Bab 31

1.7K 309 38
                                    


"Bagaimana ini Bram! Bagaimana kalau pria itu benar-benar membunuh kita!" Cecilia terlihat gelisah dan ketakutan sekali. Begitu tiba di apartemen milik kekasih gelapnya.

Laki-laki yang bernama Bram itu memiliki perawakan tinggi dengan tubuh tegap yang sebagian tubuhnya dipenuhi tato.

"Kenapa Sayang?" Tanya Bram dengan santai bahkan dengan manjanya ia memeluk pinggang ramping wanita yang sudah melahirkan satu orang anak itu.

"Bram tolong saat ini bukan waktunya untuk bermesraan tapi kita harus memikirkan cara supaya pria tua itu benar-benar mati sebelum dia yang membunuh kita!" Ujar Cecilia sambil melepaskan pelukan Bram di pinggangnya.

Bram menatap kesal wanita dihadapannya ini namun ia mengerti jika saat ini kekasihnya itu sedang kalut dan takut.

"Tenang saja Cecil, pria tua itu tidak akan bisa melakukan apa-apa sama kita apalagi sampai menyakiti kamu. Kamu pikir aku akan tinggal diam?" Seringai licik terlihat membentuk kedua sudut bibir pria bertato itu.

Cecilia menatap bingung kekasihnya. "Apa yang sebenarnya sedang kamu rencanakan Bram?" Tanyanya penasaran.

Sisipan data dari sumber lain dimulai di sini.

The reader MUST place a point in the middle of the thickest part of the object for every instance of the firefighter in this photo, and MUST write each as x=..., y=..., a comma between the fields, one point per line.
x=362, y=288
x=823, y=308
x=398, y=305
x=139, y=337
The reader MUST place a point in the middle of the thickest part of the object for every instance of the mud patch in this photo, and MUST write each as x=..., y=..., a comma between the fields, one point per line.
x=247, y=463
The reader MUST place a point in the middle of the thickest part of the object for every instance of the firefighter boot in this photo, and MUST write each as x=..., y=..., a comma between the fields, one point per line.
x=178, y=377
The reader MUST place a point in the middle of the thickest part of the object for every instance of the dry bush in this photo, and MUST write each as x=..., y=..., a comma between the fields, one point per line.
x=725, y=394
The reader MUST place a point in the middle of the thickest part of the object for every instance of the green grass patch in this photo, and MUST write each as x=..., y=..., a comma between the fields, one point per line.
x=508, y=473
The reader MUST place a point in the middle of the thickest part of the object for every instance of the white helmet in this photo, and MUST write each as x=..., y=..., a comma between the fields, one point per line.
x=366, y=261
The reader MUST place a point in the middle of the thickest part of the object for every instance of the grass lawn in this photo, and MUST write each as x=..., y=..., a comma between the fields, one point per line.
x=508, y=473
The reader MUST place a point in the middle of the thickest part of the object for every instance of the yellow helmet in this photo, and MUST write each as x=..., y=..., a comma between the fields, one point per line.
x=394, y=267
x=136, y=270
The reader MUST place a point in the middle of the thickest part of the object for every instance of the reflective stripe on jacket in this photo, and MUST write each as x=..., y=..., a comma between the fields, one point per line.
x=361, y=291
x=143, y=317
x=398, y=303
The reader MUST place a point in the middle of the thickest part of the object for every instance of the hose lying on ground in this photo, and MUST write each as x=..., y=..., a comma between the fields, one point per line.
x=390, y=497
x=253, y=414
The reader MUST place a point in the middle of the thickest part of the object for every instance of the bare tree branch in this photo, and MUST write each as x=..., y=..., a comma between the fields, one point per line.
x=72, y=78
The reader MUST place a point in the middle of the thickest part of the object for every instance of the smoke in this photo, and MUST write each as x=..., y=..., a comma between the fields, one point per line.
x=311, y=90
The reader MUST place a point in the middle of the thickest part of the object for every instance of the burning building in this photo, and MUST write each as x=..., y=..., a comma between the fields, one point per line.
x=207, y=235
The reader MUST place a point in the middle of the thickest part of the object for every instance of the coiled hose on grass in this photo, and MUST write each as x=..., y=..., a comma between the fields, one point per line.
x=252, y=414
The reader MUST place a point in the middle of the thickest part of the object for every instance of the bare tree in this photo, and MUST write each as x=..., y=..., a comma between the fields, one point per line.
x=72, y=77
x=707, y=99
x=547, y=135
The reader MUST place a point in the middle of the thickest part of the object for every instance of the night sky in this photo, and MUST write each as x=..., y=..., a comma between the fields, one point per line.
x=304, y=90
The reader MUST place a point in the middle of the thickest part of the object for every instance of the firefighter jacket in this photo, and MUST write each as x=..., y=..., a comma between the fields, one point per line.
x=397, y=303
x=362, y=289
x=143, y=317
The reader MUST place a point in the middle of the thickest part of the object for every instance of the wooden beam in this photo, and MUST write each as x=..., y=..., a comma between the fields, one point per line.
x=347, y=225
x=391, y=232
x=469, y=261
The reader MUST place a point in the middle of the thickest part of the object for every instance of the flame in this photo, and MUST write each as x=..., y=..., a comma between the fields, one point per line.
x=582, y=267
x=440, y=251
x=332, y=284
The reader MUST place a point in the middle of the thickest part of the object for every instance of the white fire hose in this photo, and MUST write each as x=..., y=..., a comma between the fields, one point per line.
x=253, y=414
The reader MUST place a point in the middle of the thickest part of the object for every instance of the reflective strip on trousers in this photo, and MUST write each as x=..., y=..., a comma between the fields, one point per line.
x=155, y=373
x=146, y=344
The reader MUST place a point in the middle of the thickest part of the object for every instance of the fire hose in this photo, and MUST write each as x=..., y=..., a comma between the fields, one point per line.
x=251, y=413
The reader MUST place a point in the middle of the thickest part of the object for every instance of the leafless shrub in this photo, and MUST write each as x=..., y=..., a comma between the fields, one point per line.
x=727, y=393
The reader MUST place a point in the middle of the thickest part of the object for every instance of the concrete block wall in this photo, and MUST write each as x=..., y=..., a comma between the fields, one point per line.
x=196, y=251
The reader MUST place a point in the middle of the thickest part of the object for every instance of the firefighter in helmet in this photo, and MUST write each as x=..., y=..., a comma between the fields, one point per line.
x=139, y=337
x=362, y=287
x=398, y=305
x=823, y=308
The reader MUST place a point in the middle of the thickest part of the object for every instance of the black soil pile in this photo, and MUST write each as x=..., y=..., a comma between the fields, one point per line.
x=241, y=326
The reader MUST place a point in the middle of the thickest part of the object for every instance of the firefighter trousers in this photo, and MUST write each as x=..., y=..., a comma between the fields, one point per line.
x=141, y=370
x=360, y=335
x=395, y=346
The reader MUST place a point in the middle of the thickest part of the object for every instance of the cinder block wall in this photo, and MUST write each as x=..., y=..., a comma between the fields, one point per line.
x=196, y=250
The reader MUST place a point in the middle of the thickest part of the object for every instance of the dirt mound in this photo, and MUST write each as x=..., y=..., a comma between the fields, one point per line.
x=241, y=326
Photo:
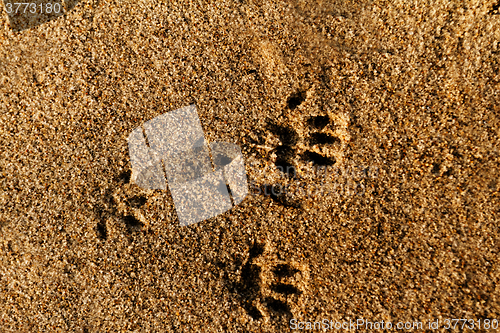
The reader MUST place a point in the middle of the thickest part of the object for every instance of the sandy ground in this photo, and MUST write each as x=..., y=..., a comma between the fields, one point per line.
x=400, y=99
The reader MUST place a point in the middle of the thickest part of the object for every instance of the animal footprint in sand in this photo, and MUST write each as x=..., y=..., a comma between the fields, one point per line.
x=270, y=287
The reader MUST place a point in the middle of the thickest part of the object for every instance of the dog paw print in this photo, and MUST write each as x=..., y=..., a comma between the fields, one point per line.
x=121, y=208
x=269, y=287
x=289, y=150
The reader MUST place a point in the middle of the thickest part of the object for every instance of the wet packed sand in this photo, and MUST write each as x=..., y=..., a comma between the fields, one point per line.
x=397, y=100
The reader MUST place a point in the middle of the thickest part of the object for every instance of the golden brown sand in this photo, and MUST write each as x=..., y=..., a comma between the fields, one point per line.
x=407, y=90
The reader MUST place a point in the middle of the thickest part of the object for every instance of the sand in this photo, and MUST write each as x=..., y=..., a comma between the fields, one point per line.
x=398, y=100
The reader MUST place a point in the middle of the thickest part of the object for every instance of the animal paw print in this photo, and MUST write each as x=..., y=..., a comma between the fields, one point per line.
x=269, y=287
x=302, y=141
x=121, y=208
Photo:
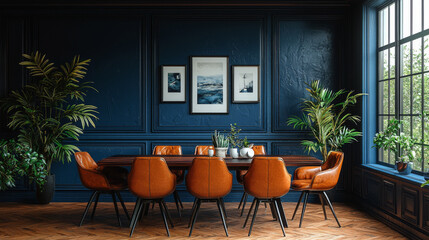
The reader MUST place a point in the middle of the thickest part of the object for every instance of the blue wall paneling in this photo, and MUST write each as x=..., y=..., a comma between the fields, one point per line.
x=127, y=48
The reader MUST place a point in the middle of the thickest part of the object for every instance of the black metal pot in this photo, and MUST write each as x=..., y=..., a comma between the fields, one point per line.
x=45, y=192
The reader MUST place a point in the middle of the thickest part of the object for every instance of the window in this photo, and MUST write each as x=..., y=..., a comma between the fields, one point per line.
x=403, y=73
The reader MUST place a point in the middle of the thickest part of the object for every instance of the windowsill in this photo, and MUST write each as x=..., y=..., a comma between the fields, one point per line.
x=411, y=178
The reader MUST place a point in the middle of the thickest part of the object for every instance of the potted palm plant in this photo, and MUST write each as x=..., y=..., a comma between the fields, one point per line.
x=220, y=143
x=399, y=143
x=49, y=110
x=326, y=117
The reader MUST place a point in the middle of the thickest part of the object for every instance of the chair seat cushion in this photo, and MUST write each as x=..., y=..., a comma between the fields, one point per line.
x=301, y=184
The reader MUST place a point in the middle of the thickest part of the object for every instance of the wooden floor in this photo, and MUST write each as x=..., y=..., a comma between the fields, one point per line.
x=59, y=221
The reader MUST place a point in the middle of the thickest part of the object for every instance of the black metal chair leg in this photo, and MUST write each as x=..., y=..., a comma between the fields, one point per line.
x=244, y=203
x=223, y=207
x=167, y=213
x=330, y=206
x=222, y=215
x=137, y=214
x=323, y=205
x=282, y=212
x=248, y=214
x=176, y=200
x=275, y=203
x=161, y=207
x=87, y=207
x=297, y=205
x=123, y=204
x=272, y=208
x=135, y=211
x=195, y=216
x=303, y=207
x=194, y=209
x=95, y=204
x=116, y=209
x=241, y=201
x=254, y=216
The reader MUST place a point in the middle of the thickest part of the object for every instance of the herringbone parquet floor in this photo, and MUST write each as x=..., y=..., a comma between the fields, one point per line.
x=60, y=221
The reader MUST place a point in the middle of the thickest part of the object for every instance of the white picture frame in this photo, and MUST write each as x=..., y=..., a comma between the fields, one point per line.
x=173, y=87
x=246, y=84
x=209, y=85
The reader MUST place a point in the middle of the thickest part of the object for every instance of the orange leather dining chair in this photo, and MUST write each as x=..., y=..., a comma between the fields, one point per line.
x=208, y=179
x=267, y=180
x=180, y=174
x=151, y=180
x=239, y=174
x=318, y=180
x=101, y=180
x=203, y=150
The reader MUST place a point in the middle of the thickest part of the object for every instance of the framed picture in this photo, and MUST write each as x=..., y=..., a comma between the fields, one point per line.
x=245, y=84
x=173, y=87
x=209, y=87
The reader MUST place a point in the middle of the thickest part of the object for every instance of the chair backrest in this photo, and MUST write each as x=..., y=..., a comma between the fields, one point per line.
x=334, y=159
x=203, y=150
x=267, y=178
x=331, y=169
x=208, y=178
x=85, y=161
x=167, y=150
x=259, y=150
x=150, y=178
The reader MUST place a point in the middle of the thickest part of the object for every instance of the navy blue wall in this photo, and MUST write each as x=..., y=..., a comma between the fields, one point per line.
x=127, y=47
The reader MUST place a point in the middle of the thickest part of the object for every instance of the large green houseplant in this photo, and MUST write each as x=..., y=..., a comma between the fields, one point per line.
x=50, y=109
x=326, y=116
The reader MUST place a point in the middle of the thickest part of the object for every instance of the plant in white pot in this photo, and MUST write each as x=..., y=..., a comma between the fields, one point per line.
x=220, y=143
x=235, y=140
x=50, y=110
x=399, y=143
x=247, y=151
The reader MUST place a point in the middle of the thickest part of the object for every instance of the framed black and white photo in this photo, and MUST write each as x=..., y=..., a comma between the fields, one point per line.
x=245, y=84
x=209, y=87
x=173, y=84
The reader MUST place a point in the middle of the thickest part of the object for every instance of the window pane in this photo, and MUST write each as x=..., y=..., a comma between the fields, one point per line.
x=406, y=125
x=405, y=16
x=383, y=65
x=426, y=13
x=392, y=97
x=405, y=59
x=426, y=52
x=406, y=98
x=417, y=55
x=417, y=16
x=392, y=62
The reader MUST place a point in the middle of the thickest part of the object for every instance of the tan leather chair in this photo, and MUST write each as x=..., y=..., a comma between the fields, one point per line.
x=208, y=179
x=180, y=174
x=317, y=180
x=239, y=174
x=267, y=180
x=151, y=180
x=101, y=180
x=203, y=150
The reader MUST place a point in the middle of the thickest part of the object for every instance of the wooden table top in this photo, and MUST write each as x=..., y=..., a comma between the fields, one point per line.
x=185, y=161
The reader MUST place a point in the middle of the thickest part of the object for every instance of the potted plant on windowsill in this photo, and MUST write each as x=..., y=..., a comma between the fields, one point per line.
x=49, y=110
x=220, y=143
x=399, y=143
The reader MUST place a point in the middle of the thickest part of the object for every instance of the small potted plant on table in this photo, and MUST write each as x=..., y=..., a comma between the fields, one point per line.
x=220, y=143
x=399, y=143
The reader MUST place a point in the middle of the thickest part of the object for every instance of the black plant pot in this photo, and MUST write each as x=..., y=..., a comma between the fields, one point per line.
x=45, y=192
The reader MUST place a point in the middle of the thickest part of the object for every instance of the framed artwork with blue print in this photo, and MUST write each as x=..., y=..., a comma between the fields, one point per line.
x=209, y=85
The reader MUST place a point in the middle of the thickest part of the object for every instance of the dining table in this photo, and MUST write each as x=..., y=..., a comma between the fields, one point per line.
x=185, y=161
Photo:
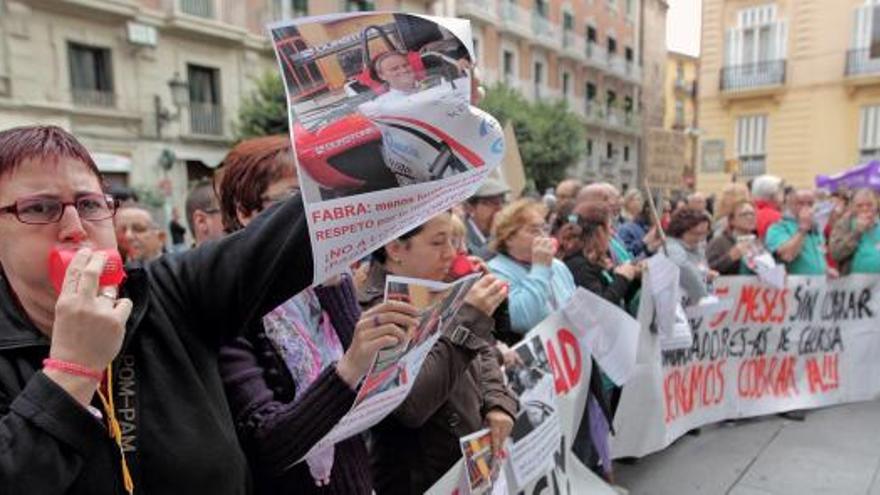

Bram melangkah meninggalkan Cecilia menuju bar mini yang ada disudut apartemennya. "Sepertinya kamu lupa jika Bram yang saat ini berdiri dihadapan kamu bukanlah pria miskin yang dihina habis-habisan oleh keluarga kamu dulu. Sekarang aku sudah memiliki kekuasaan juga kekayaan Cecilia jelas melenyapkan seorang Hutomo bukanlah masalah kecil untukku." Sombong Bram yang membuat Cecilia tersenyum lebar.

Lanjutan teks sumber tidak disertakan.